Part of the county GOP’s effort to improve its communication work is a new virtual home at TetonGOP.com.
The new site, launched by Blue Sky Tech, offers a modern design along with much-improved functionality and access to up-to-date information.
New features include a calendar of events, volunteer and email sign-up, news releases, an online donation form, and information on contacting local, state and federal Republican officials.
“Effective communication with the citizens of this valley is critical to the future of the Teton County Republican Party,” said Paul Vogelheim, county GOP chairman. “With new leadership at the helm, we are excited to get our message and ideas for solutions to some of Teton County’s greatest challenges out to the community.”
The website relaunch follows the party’s recent election of new officers and release of updated principles focusing on fiscal responsibility, private-sector solutions, conservation and stewardship, and respect for individual freedom.
Along with its new virtual look, the local arm of the Republican Party is expected to announce a pivot away from some of the national party’s policy later this week.

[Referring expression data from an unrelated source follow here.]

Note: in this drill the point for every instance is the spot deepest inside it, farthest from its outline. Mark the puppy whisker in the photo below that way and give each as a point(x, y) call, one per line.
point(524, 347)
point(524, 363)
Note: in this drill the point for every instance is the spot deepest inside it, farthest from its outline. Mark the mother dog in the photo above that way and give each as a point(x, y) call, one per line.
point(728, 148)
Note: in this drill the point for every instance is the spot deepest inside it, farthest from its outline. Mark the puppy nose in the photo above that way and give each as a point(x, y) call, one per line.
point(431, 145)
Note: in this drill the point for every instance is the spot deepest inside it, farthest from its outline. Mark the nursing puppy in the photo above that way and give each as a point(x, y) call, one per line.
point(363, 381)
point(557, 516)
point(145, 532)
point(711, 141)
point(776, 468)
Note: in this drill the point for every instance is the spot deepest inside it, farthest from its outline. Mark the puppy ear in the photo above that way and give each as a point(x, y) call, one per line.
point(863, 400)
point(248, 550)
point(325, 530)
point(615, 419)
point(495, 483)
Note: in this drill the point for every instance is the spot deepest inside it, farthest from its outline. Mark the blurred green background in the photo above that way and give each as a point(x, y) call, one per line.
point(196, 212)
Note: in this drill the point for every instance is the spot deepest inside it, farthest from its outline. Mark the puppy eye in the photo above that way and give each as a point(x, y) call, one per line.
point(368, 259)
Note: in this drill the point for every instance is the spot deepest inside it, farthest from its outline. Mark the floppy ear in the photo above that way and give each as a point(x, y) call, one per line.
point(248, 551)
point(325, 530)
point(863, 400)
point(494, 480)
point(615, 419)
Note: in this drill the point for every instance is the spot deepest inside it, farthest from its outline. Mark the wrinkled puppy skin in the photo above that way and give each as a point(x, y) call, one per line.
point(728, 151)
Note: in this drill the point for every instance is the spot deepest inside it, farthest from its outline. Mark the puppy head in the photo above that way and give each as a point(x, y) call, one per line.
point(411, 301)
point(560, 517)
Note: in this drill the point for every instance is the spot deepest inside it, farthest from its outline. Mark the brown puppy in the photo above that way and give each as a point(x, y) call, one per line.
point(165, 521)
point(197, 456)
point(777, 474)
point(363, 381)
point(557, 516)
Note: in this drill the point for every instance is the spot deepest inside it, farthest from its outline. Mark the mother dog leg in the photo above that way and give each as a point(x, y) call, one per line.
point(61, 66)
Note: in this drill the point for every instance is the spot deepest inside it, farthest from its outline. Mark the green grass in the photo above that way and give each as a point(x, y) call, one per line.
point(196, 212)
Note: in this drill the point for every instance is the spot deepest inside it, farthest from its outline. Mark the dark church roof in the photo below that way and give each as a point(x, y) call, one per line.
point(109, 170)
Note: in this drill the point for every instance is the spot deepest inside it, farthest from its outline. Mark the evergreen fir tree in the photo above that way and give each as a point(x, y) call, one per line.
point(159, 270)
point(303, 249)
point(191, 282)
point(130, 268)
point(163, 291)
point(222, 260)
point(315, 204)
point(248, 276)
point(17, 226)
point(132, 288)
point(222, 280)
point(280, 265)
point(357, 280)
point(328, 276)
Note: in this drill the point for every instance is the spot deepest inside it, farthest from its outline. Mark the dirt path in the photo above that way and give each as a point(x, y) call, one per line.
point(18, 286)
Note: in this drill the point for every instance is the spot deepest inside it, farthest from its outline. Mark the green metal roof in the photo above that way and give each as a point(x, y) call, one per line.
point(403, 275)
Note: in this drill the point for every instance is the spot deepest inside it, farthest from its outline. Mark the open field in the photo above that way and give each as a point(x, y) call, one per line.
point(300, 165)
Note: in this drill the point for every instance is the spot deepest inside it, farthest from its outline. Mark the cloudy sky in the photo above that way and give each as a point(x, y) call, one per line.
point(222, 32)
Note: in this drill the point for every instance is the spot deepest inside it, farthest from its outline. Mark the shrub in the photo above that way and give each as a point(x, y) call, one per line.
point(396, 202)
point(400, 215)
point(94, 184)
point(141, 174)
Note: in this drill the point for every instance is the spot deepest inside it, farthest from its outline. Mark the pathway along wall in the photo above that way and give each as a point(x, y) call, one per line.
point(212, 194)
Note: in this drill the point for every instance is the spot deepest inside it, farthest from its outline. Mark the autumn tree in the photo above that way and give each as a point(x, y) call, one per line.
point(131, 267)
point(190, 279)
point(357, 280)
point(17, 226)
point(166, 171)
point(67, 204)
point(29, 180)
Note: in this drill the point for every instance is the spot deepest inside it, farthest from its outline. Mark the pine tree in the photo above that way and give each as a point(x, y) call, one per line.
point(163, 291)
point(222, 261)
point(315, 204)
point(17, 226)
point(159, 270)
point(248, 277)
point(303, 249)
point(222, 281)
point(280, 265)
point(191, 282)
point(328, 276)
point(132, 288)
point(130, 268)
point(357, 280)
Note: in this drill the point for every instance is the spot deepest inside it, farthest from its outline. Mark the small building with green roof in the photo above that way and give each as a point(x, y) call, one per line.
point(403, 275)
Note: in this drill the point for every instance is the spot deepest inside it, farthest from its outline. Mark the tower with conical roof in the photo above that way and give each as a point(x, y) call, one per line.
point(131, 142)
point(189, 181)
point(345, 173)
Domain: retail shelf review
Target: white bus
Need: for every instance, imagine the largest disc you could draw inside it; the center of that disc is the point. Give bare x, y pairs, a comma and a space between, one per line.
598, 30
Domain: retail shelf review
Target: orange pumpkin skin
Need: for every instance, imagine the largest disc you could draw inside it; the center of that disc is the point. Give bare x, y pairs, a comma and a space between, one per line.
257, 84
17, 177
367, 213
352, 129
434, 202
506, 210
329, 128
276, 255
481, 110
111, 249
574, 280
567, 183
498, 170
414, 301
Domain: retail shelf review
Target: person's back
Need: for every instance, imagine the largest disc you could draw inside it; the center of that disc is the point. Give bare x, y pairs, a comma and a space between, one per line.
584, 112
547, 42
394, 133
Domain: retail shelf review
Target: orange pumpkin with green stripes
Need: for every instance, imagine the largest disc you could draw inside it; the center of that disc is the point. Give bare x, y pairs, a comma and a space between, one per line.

“Paul understands the importance of broadening our base here in Teton County, recruiting new talent and ensuring Teton County has a seat at the table in tackling relevant state and national issues,” Wyoming state Sen. Leland Christensen said after electing Vogelheim chairman in March. “As the state continues to feel the crunch of the energy downturn, ensuring Teton County has strong Republican leadership both locally and in Cheyenne is more important than ever.”
Though Republicans dominate Wyoming, in Teton County the party has slipped in recent years. In 1980 two-thirds of Teton County voters were Republicans, but by 2010 the party had fallen to under half of those registered. From 2004 to 2016 the decrease was from 57 to 44 percent.
During last year’s presidential campaign Democrats increased their share of voters in Teton County to about 36 percent. Independents and members of the Libertarian Party and the Constitution Party accounted for about 20 percent.
In contrast, about 10 of Wyoming’s 23 counties have GOP registration topping 80 percent, and the statewide figure is about 70 percent Republican.